Late days used: 2
Torus rendered using sphere tracing:
For each ray, the algorithm initializes a t
value (based on the near point provided in the intialization of the SphereTracingRenderer
), where t
is a scaler in the origin + t * direction
ray/point parameterization. At every iteration, the algorithm increments t
by the SDF value at the point origin + t * direction
. The algorithm also maintains a mask tensor which keeps a track of which rays do intersect with a surface and which ones didn't. When a point on a cast ray comes close (closeness
defined by a thresold, here 0.005) enough to a surface, the mask is update to reflect the contact. Once the provided maximum number of iterations are performed, the scene is rendered using the obtained points and masks.
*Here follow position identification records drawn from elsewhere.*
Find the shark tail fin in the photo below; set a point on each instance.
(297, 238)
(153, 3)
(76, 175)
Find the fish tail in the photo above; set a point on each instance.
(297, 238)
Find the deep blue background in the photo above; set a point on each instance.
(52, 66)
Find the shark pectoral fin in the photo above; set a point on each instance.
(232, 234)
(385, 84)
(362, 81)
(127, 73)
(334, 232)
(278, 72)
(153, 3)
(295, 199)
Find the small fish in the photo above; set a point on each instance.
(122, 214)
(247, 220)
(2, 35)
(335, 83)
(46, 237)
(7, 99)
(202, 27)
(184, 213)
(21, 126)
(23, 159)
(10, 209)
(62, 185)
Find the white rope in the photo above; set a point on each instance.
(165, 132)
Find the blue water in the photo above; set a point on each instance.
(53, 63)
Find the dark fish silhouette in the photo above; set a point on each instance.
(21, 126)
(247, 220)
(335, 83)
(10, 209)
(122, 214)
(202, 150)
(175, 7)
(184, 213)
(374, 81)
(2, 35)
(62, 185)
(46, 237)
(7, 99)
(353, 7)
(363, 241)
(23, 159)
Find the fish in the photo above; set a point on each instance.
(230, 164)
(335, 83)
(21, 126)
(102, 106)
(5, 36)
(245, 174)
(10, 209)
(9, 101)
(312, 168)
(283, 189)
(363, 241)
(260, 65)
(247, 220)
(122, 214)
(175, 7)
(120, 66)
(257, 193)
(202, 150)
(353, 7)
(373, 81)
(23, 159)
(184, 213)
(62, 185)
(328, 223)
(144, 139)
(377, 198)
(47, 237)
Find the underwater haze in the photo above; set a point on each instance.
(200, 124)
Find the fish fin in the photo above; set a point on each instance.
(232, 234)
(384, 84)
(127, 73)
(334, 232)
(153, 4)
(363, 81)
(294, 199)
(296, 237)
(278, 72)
Input point cloud which was used for training:
Rendered bunny using the defined neural SDF:
Reference rendering of the bunny
The MLP consists of an initial set of 6 FC layers of size 128, each followed by a ReLU activation. The output of this initial set of layers is a 128-dim vector which is fed into another dist_layer
(see line 346 in a4/implicit.py under NeuralSurface
class) which outputs a single distance value for each point. This layer consists of a single FC layer (with no activation) which projects the input 128-d vector to a single value. I also use harmonic embeddings for the input points, as in the NeRF paper.
The eikonal loss computes the norm of the gradients and enforces them to be as close to 1 as possible. I use a L2 loss on the difference between the norm of the gradients and the value 1.
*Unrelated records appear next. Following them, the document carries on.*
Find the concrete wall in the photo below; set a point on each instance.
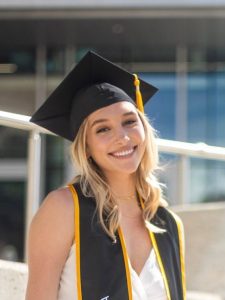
(13, 280)
(205, 246)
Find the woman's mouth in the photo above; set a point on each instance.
(124, 154)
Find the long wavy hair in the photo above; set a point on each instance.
(94, 184)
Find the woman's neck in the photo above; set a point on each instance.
(123, 188)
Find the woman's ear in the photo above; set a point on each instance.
(88, 152)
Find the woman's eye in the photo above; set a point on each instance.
(130, 122)
(103, 129)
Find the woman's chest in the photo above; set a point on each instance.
(138, 243)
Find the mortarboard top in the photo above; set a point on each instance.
(92, 84)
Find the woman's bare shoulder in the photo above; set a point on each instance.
(53, 223)
(50, 238)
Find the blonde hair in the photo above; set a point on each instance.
(93, 182)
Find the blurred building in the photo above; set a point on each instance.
(177, 46)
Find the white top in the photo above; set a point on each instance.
(148, 285)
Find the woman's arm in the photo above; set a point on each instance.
(50, 238)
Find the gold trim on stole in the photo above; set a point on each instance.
(125, 256)
(159, 259)
(182, 252)
(77, 238)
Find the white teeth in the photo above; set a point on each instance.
(123, 153)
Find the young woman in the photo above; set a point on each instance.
(108, 234)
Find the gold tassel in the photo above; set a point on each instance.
(139, 101)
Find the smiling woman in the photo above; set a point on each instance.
(108, 234)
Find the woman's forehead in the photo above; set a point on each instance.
(116, 109)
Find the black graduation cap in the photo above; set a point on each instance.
(92, 84)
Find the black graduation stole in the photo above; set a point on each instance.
(102, 268)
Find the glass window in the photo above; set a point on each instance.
(12, 218)
(161, 108)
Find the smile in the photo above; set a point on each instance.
(125, 153)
The model was trained for 5k epochs with a batch size of 4096.
The above model and loss produces a better rendering of the bunny in my opinion.
Generated geometry of the lego data:
Generated coloured rendering of the lego data:
For this part, I build up on top of the MLP I used in the previous question. I use the 6 layered "initial" FC network to extract features common to the distance and colour predictions to save computation as suggested. The 128-d output of the "initial" FC network is fed into a couple of FC layers of sizes 128 and a Sigmoid activation (just at the end) which produce a normalized RGB value for each point.
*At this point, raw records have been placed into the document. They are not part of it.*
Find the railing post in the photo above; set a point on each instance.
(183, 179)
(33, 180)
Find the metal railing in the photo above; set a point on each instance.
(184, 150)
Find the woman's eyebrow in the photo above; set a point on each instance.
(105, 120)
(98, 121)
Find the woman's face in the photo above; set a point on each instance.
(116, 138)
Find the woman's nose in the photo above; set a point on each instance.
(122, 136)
$\alpha$ controls the output range of the density (essentially acting as a scaling factor for the density values) whereas $\beta$ controls how the density drops off as we move away from the surface (see below for explanation).
The following curves shows how the density distribution varies with the SDF values for different $\beta$ values. SDF values have been plotted on the x-axis and density values on the y-axis.
For $\beta$=0.1:
For $\beta$=0.5:
For $\beta$=1:
Clearly, as the value of $\beta$ increases, the density distribution becomes smoother.
How does high $\beta$ bias your learned SDF? What about low $\beta$?
sdf_to_density
function w.r.t the input signed distance would have $\beta$ in the denominator. Very small $\beta$ values could then lead to exploding gradients.I tried running the experiment with $\beta$ values in [0.005, 0.5].
For $\beta$ = 0.005, I obtain the following results:
Generated geometry of the lego data:
Generated coloured rendering of the lego data:
For $\beta$ = 0.5, I obtain the following results:
Generated geometry of the lego data:
Generated coloured rendering of the lego data:
$\beta$ = 0.05 seems to work the best. It apparently strikes the balance between the $\beta$ value not being too high or too low. $\beta$ = 0.5 doesn't produce a sharp and accurate rendering which is expected (follows from the discussion above about $\beta$ values). $\beta$ = 0.005 produces slightly better rendering of the scene, see the views below for comparison (left is $\beta$ = 0.005 and right is $\beta$ = 0.05)
But there are some artifacts in the views with $\beta$ = 0.005. Hence, $\beta$ = 0.05 seems to work the best.
For this part, I tried rendering 27 small spheres placed on the edges/corners of a 3D cube. The rendering of this scene using sphere tracing looks like:
I also tried rendering round boxes (only and mixed with spheres) instead, but it didn't look visually appealing for small boxes, and hence stuck with spheres instead.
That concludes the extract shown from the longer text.